Alese reconhece Cachoeira de Macambira como patrimônio cultural imaterial de Sergipe


A Assembleia Legislativa aprovou hoje (9), Projeto de Lei de autoria da deputada estadual Maria Mendonça (PSDB), reconhecendo a cachoeira de Macambira como Patrimônio Cultural Imaterial do Estado de Sergipe. Localizada no município de Macambira, distante 74 quilômetros de Aracaju, a cachoeira fica em propriedade particular, mas tem acesso irrestrito para o público e é formada pela corredeira do Rio Salgado, afluente do Vaza-Barris.


Alese reconhece Cachoeira de Macambira como patrimônio cultural imaterial de Sergipe (Foto: Assessoria Maria Mendonça)

Alese reconhece Cachoeira de Macambira como patrimônio cultural imaterial de Sergipe (Foto: Assessoria Maria Mendonça)


“Em seu artigo 23, a nossa Carta Magna diz ser competência comum da União, dos Estados e dos Municípios proteger, dentre outras coisas, as paisagens naturais notáveis. Entendemos que a cachoeira de Macambira é uma delas, pois está entre os pontos turísticos mais visitados do Estado e consta, em diversas publicações nacionais, como referência de local a ser frequentado pela sua beleza, por ter uma queda d’água esplendorosa e por ser um ambiente propício para quem busca estar mais próximo da natureza”, justificou Maria.

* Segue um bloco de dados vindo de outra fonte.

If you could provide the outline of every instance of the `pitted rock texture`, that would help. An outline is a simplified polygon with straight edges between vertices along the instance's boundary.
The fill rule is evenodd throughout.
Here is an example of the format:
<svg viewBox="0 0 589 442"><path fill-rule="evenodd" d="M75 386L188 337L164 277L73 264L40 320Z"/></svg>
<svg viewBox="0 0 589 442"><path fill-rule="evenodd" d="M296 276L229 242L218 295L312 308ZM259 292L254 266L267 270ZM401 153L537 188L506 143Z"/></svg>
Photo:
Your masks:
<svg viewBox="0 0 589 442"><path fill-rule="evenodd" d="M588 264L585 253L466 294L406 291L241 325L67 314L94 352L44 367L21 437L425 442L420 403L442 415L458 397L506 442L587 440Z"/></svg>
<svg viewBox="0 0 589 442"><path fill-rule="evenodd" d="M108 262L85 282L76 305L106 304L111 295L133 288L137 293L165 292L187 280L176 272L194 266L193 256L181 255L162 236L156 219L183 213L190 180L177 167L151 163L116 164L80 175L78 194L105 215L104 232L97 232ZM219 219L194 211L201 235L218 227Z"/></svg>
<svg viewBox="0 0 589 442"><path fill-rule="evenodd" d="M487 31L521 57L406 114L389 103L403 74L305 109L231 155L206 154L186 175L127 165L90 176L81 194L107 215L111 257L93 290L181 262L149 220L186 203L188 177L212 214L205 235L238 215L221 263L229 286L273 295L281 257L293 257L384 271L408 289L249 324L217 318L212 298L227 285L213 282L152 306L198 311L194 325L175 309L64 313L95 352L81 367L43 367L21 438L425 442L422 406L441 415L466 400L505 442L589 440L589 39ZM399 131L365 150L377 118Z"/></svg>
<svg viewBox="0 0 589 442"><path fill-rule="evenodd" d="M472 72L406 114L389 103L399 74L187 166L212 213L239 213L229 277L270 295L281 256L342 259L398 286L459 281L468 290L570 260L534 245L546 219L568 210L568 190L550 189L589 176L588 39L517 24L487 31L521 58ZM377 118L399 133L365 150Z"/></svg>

A deputada destacou que a cachoeira tem a queda d´água de aproximados 18 metros, sendo uma das mais famosas de Sergipe. “É o lugar perfeito para quem busca contato com a natureza e passeios cheios de aventura. Quem chega lá descobre um pedacinho do paraíso sergipano que poucos conhecem”, disse Maria, ao citar que a cascata é um espetáculo entre vestígios da Mata Atlântica e cactáceos na parte superior do paredão. “Mais parece um SPA natural, pois o local é quase inexplorado”, revelou.


Mais reconhecimento
A parlamentar lembrou que o patrimônio material consiste, segundo o Decreto-Lei nº 25/1937, no conjunto de bens culturais móveis e imóveis existentes no país e cuja conservação seja de interesse público, quer por sua vinculação a fatos memoráveis da história do Brasil, quer por seu excepcional valor arqueológico ou etnográfico, bibliográfico ou artístico.

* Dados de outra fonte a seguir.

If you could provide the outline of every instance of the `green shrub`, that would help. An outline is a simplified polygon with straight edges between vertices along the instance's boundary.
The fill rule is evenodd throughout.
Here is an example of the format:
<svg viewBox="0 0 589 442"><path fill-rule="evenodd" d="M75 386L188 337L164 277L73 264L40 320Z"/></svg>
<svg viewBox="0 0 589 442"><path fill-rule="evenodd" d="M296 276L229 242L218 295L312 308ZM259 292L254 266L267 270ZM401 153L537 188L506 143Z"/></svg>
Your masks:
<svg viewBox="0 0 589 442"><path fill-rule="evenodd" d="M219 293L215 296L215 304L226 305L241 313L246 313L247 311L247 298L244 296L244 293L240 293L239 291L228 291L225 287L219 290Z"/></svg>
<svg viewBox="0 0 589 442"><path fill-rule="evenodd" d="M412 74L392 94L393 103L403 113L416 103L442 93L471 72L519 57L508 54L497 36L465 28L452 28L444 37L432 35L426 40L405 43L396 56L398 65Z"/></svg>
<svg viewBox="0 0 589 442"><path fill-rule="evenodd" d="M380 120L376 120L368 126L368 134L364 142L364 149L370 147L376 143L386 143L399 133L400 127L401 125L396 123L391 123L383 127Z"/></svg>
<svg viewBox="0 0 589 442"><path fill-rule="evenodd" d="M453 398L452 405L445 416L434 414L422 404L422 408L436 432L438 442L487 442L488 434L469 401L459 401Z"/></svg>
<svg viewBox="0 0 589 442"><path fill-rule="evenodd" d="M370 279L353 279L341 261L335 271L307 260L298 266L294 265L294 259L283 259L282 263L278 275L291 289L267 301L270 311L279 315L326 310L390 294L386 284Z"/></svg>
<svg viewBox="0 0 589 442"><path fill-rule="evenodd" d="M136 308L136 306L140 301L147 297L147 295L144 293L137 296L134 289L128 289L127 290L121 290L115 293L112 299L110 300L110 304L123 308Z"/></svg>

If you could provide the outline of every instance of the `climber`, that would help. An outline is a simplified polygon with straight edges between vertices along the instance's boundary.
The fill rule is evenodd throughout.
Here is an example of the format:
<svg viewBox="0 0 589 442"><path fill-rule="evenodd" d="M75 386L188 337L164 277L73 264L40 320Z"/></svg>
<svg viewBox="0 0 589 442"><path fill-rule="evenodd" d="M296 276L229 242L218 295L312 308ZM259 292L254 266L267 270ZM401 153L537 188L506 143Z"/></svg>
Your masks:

“De acordo com o Artigo 216 da Constituição Federal Brasileira constituem patrimônio cultural brasileiro os bens de natureza material e imaterial, tomados individualmente ou em conjunto, portadores de referência à identidade, à ação, à memória dos diferentes grupos formadores da sociedade brasileira”, falou Maria, ressaltando a importância de se valorizar a história.


Dentre as várias proposituras apresentadas pela deputada sugerindo reconhecimento como patrimônio cultural imaterial, estão os chamados Poções da Ribeira e Parque dos Falcões, no município de Itabaiana. De igual modo, a castanha de caju do povoado Carrilho; a feira livre de Itabaiana, a literatura de cordel; a bienal do livro de Itabaiana; o cortejo dos caretas, em São Miguel do Aleixo; e a tradicional festa do caminhoneiro, em Itabaiana.